Horizontal pod autoscaling #
Using KWOK, we can deploy a metric server to help us observe and trigger our HorizontalPodAutoscaler.
This image shows you what you should expect when testing this scenario. You can follow the step-by-step guide after seeing this.
Prerequisites #
- KWOK must be installed on the machine. See installation.
- Install kubectl
Get metrics usage #
wget https://github.com/kubernetes-sigs/kwok/releases/download/v0.6.0/metrics-usage.yaml
Create cluster #
kwokctl create cluster --enable-metrics-server --config ./metrics-usage.yaml
The arguments --enable-metrics-server --config ./metrics-usage.yaml
provides the ability to
use a metric server in the cluster. The metric server docker image will be downloaded and running as a docker container.
Create a node #
kwokctl scale node --replicas 1
Create the pod #
kubectl apply -f deployment.yaml
- Deployment specification:
- Current CPU usage: 200m
- CPU Request: 1000m
- HPA Utilization percentage = (Current CPU usage / CPU Request) * 100)
- (200/1000) * 100 ≈ 20%
The current CPU usage was defined in the deployment manifest and passed via the below annotation.
annotations:
kwok.x-k8s.io/usage-cpu: 200m
Wait for 50s #
sleep 50
This gives the metric-server time to collect metrics of the pod.
Confirm metric of pod #
kubectl top pod
NAME CPU(cores) MEMORY(bytes)
fake-app-bdccf9b7f-phwtl 201m 1Mi
Deploy HPA #
kubectl apply -f hpa.yaml
- Core HorizontalPodAutoscaler specification:
- MINPODS = 1
- MAXPODS = 2
- average CPU Utilization = 70%
- scaleUp/scaleDown = 100% (meaning increase/decrease current pod by a 100%)
Wait for 5s #
sleep 5
See more details about the HPA event before scaleUp #
kubectl get hpa
NAME REFERENCE TARGETS MINPODS MAXPODS REPLICAS AGE
pod-auto-scaler Deployment/fake-app cpu: 20%/70% 1 2 1 9s
Only one replica in the deployment is running, and the threshold is at 20% which is less than 70%.

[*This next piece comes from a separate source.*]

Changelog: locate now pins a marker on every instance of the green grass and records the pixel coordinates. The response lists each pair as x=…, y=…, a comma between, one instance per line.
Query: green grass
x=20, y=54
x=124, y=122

Let’s increase the usage metrics of the pod #
POD_NAME=$(kubectl top pods | awk 'NR>1 {print $1}')
kubectl patch pod $POD_NAME --type=json -p='[{"op":"add","path":"/metadata/annotations","value":{"kwok.x-k8s.io/usage-cpu":"800m"}}]'
This command extracts and lists the names of the pods. Then it patches the current CPU usage of each pod’s CPU to “800m”. Here we have just one pod, so it uses that alone. This causes the CPU utilization of the pod to be over the threshold of 70%
Wait for 30s #
sleep 30
See more details about the HPA event after scaleUp #
kubectl describe hpa | awk '/Events:/ {found=1} found {print}' | tail -n 1
Normal SuccessfulRescale 20s horizontal-pod-autoscaler New size: 2; reason: cpu resource utilization (percentage of request) above target
This command displays the event data for when the deployment was auto-scaled to a 100% by the HPA.
Get scaled up HPA CPU utilization metrics #
kubectl get hpa
NAME REFERENCE TARGETS MINPODS MAXPODS REPLICAS AGE
pod-auto-scaler Deployment/fake-app cpu: 50%/70% 1 2 2 54s
We can see now that the CPU utilization of the deployment is less than the threshold. This is because the replica of the deployment is now two.
Let’s reduce the usage metrics to the pods #
POD_NAME=$(kubectl top pods | awk 'NR>1 {print $1}')
kubectl patch pod $POD_NAME --type=json -p='[{"op":"add","path":"/metadata/annotations","value":{"kwok.x-k8s.io/usage-cpu":"200m"}}]'
This command extracts and lists the names of the pods. Then it patches the current CPU usage of each pod’s CPU to “200m”. This causes the CPU utilization of the pod to be less than the threshold of 70%, hence, causing the HPA to scaled down by a 100%.
Wait for 30s #
sleep 30
See more details about the latest HPA event after scaleDown #
kubectl describe hpa | awk '/Events:/ {found=1} found {print}' | tail -n 1
Normal SuccessfulRescale 16s horizontal-pod-autoscaler New size: 1; reason: All metrics below target
Wait for 10s #
sleep 10
Get scaled down HPA CPU utilization metrics #
kubectl get hpa
NAME REFERENCE TARGETS MINPODS MAXPODS REPLICAS AGE
pod-auto-scaler Deployment/fake-app cpu: 20%/70% 1 2 1 2m23s
Delete the cluster #
kwokctl delete cluster
Conclusion #
This example demonstrates how to use KWOK to simulate horizontal pod autoscaling.